Table 2 Clinical evidence for use in type 1 diabetes (T1D)

Table 3 summarizes the evidence reviewed above for the effect of various DXA-derived skeletal parameters on fracture risk in T2D. BMD tends to be higher in those with versus without diabetes and is associated with an increased fracture risk, but this clearly cannot account for the excess risk of fracture in T2D. TBS also differs between those with and without diabetes, is associated with increased fracture risk, and may partially account for excess risk of fracture. It is uncertain whether FRAX does differ between those with and without T2D (through higher BMI and BMD), but this does not account for the excess fracture risk. It remains uncertain whether bone geometry, VFA, or body composition differs between those with and without T2D, is associated with increased fracture risk, or can account for the excess risk in T2D.

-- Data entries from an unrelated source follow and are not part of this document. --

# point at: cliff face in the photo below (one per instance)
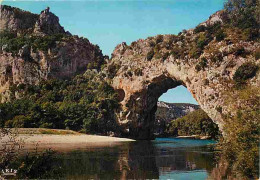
(204, 60)
(166, 112)
(36, 47)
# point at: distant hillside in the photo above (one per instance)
(166, 112)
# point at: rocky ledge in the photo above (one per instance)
(36, 47)
(204, 59)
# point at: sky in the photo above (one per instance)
(110, 22)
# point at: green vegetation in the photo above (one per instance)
(202, 64)
(245, 71)
(240, 145)
(14, 43)
(195, 123)
(244, 14)
(85, 103)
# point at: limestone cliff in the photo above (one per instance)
(204, 59)
(36, 47)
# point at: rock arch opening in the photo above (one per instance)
(173, 104)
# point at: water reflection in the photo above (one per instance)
(163, 158)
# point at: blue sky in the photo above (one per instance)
(110, 22)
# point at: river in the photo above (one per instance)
(163, 158)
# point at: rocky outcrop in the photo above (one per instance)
(48, 51)
(202, 61)
(48, 23)
(166, 112)
(14, 19)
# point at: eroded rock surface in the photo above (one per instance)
(48, 52)
(146, 69)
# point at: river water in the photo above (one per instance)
(163, 158)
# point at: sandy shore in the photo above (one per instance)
(65, 142)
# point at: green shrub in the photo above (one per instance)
(220, 35)
(240, 146)
(202, 64)
(84, 102)
(257, 54)
(159, 39)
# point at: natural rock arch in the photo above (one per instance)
(144, 76)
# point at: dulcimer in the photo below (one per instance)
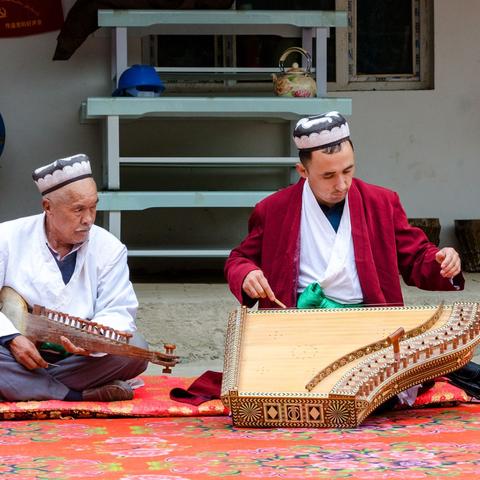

Table 3 Clinical evidence for use in type 2 diabetes (T2D)

In summary, diabetes mellitus is characterized by a significant increase in fracture risk that is only partially reflected by the BMD reductions seen in T1D and is underestimated in T2D where BMD is increased. While BMD from DXA still stratifies fracture risk in those with diabetes, additional measures that can be obtained from DXA help to identify patients at increased risk of fracture. Incorporating this additional information into risk prediction models may help to avoid systematically underestimating the risk of osteoporosis-related fractures in subjects with diabetes.